Foram várias as técnicas de pesquisa adotadas, desde entrevistas, grupos focais e observação participante em escolas públicas e unidades policiais. Contudo, uma delas foi a mais desafiadora: a que denominei “rodas de conversa”, onde policiais e jovens de diferentes partes do Distrito Federal foram convidados a conversar.

Uma das rodas foi registrada e resultou no documentário Jovens e Policiais: um diálogo possível? Em poucas palavras, a experiência olho no olho propiciou um diálogo incomum, ou melhor, criou um espaço de fala e escuta entre atores reiteradamente colocados em campos opostos em que um representa o Estado, ainda construído, em oposição aos cidadãos.

A possibilidade de uma conversa desprovida de um roteiro pré-determinado de questões e respostas oficiais, em que jovens e policiais expuseram suas visões sobre a vida, suas fragilidades, anseios e medos revelou tanto pelo que foi dito, como também pelo que não foi dito – mas esteve presente nas entrelinhas e nos olhares entrecruzados: as várias feridas que continuam abertas numa sociedade marcada pelo seu passado colonial e escravocrata, que insiste em manter alguns mais iguais que outros, demonstrando que a ideia de uma sociedade livre e plural, ainda, faz parte de um longo percurso a cumprir.

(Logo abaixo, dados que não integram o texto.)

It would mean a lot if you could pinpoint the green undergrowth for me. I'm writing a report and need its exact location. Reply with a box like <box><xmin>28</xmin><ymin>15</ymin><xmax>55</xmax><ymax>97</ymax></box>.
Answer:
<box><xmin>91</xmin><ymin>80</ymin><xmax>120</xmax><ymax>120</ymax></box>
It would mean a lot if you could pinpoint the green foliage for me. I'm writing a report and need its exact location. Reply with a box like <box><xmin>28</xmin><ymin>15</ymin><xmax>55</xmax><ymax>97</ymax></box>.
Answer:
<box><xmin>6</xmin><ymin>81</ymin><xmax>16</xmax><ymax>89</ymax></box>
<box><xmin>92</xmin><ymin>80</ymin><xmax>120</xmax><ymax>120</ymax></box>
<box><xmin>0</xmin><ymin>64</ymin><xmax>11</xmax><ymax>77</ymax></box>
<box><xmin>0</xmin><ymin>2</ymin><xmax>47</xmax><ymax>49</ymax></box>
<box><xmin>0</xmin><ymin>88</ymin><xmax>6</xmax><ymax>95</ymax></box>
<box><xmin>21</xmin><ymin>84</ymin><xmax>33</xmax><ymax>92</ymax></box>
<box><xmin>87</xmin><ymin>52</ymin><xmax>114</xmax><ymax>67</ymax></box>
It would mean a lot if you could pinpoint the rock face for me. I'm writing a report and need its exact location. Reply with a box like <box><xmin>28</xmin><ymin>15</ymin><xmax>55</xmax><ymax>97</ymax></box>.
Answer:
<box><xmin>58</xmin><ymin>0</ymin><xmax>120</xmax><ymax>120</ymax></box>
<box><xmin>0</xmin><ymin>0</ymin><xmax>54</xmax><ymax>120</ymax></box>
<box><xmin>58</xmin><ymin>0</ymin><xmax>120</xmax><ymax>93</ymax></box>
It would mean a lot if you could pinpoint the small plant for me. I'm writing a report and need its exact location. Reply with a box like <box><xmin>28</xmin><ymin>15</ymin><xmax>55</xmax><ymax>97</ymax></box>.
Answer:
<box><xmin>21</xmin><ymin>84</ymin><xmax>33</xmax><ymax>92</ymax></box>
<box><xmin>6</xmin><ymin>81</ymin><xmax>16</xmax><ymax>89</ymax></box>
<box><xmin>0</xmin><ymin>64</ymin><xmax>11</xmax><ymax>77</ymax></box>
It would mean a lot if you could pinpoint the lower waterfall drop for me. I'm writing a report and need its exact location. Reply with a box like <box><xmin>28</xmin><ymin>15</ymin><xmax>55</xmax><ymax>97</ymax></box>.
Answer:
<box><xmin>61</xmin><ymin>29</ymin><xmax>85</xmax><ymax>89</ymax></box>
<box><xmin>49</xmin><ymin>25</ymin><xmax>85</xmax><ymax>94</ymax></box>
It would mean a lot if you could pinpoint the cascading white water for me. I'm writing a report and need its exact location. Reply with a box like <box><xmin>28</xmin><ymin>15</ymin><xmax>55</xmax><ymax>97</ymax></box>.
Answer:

[1] Vale conferir a Campanha “Jovem Negro Vivo” da Anistia Internacional – Brasil. Ver em https://anistia.org.br/campanhas/jovemnegrovivo/ e a ação do Governo Federal Plano Juventude Viva em http://www.juventude.gov.br/juventudeviva/o-plano

Como citar este artigo: Caruso, Haudée (2018) O que jovens e policiais da periferia de Brasília têm a dizer? Uma análise sociológica sobre identidades, representações e violências. Life Research Group Blog, ICS-Lisboa, https://liferesearchgroup.wordpress.com/2018/01/11 11 de janeiro 2018 (Acedido a xx/xx/xx)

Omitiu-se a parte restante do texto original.